The study focuses on predicting how well students will ultimately perform by using the information schools already collect: grade point average (GPA), absences, study time, background, and family and activity factors. Instead of relying on opaque deep-learning systems, the authors build on a technique called a belief rule base. In this framework, experts write rules that look a lot like what a teacher might say: “If GPA is high and absences are low, then the student is likely to do well.” Each rule carries a degree of belief about possible outcomes such as Excellent, Good, Pass, Fair, or Fail. This makes the reasoning process visible and, in principle, explainable to non-experts.

Taming complexity without losing meaning

A major challenge with rule-based systems is that they can grow out of control when many student attributes are included: every extra factor multiplies the number of possible rules. To avoid this “rule explosion,” the researchers first use a random forest—a widely used ensemble of decision trees—to measure which features matter most for predicting performance. In their real dataset of 2,392 students from a public source, GPA and number of absences account for about 73% of the model’s predictive power. By deliberately keeping only these two inputs, the final model stays compact and easier to interpret, while still reflecting most of the variation in student outcomes.

Building rules that people can follow

The core of the new model, called IBRB-m, is a carefully structured set of 25 rules combining levels of GPA and absences with belief degrees for the five performance categories. The authors formalize what it means for such a model to be “interpretable.” Among their requirements: every reference level (such as “low GPA”) must cover a clear and distinct range; the rule base must cover all realistic combinations of inputs; parameters like rule weights and attribute weights must have down-to-earth meanings; and the system’s internal calculations must transform information in a transparent, mathematically consistent way. On top of these traditional conditions, they add education-specific guidelines that force the model’s predictions to follow commonsense shapes—for example, avoiding bizarre cases where a student is judged simultaneously very likely to excel and to fail.

Figure 2
Figure 2.

Letting data fine-tune what experts say

Human experts do not always agree, and their initial rules can be imprecise. To refine these rules without turning the model into a black box, the authors design an improved optimization algorithm that searches for better parameter values while obeying strict interpretability constraints. This algorithm adjusts not only rule weights and belief degrees but also the cut-off points that define categories like Excellent or Pass. It keeps all changes within expert-approved bounds and enforces reasonable, smooth belief patterns across grades.
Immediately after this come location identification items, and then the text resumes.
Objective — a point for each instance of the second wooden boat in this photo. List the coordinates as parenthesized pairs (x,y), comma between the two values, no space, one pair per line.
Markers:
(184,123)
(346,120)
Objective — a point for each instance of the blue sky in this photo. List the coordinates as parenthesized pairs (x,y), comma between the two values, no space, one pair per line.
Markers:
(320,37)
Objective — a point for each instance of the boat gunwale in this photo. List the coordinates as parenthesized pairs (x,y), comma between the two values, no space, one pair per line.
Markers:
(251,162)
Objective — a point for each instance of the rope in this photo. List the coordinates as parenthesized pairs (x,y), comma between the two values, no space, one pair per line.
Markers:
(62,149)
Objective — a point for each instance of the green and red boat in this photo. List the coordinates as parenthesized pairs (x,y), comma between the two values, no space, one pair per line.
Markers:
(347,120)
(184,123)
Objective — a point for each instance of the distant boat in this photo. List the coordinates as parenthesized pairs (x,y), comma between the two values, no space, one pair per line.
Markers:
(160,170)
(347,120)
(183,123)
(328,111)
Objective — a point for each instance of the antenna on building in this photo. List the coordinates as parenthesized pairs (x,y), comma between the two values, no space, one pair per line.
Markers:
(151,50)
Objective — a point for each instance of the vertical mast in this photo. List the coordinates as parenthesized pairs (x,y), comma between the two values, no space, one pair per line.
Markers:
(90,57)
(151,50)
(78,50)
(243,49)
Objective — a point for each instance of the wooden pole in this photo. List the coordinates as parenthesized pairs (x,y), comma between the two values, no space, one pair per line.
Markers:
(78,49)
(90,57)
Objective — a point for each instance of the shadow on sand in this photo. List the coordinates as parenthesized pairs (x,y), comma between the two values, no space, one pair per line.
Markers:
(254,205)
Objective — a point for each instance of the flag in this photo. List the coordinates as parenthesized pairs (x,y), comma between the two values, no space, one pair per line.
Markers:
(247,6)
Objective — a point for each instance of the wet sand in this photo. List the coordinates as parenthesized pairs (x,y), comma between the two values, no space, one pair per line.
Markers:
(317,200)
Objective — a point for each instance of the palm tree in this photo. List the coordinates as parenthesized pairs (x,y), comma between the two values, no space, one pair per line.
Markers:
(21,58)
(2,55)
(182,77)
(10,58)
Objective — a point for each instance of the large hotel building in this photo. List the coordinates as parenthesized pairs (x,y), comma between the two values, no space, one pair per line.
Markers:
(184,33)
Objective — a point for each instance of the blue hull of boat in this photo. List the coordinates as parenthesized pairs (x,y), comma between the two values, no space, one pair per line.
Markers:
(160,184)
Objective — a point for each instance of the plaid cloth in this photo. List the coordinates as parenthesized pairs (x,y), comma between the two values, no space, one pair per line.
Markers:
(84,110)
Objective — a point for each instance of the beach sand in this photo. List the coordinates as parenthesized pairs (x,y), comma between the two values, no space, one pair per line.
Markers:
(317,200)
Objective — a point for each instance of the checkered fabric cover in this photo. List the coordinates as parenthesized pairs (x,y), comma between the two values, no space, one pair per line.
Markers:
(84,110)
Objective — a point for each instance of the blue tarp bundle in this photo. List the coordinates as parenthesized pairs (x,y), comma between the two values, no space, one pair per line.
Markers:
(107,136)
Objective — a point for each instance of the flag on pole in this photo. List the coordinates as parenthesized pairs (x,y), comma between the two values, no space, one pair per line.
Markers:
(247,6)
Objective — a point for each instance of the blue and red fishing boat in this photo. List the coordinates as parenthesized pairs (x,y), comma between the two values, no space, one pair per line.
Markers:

In effect, the computer “nudges” the expert system towards higher accuracy, but is not allowed to invent rules that would puzzle a knowledgeable teacher.

How well does it work in practice?

Tested on the Kaggle student performance dataset, the IBRB-m model correctly predicts final performance levels in more than 99% of cases, outperforming both earlier belief-rule systems and common machine-learning tools such as neural networks, random forests, and k-nearest neighbors. Just as important, the optimized rules remain close to the original expert assessments when measured by a simple distance metric, which means the reasoning behind each prediction can still be traced and justified. Cross-validation across multiple splits of the data shows that the model’s performance is stable, not a fluke of a lucky partition.

What this means for classrooms

For lay readers, the main takeaway is that it is possible to have student prediction tools that are both powerful and understandable. Rather than issuing mysterious risk scores, the model can highlight concrete patterns like “moderate GPA but frequent absences” and show how these feed into a Fair or Fail prediction. Teachers and counselors can then respond with targeted actions—such as attendance support or study-skills coaching—while confidently explaining to students and parents why the model reached its conclusion. The authors argue that this blend of accuracy and transparency is essential if data-driven systems are to play a trusted role in promoting fair and effective education.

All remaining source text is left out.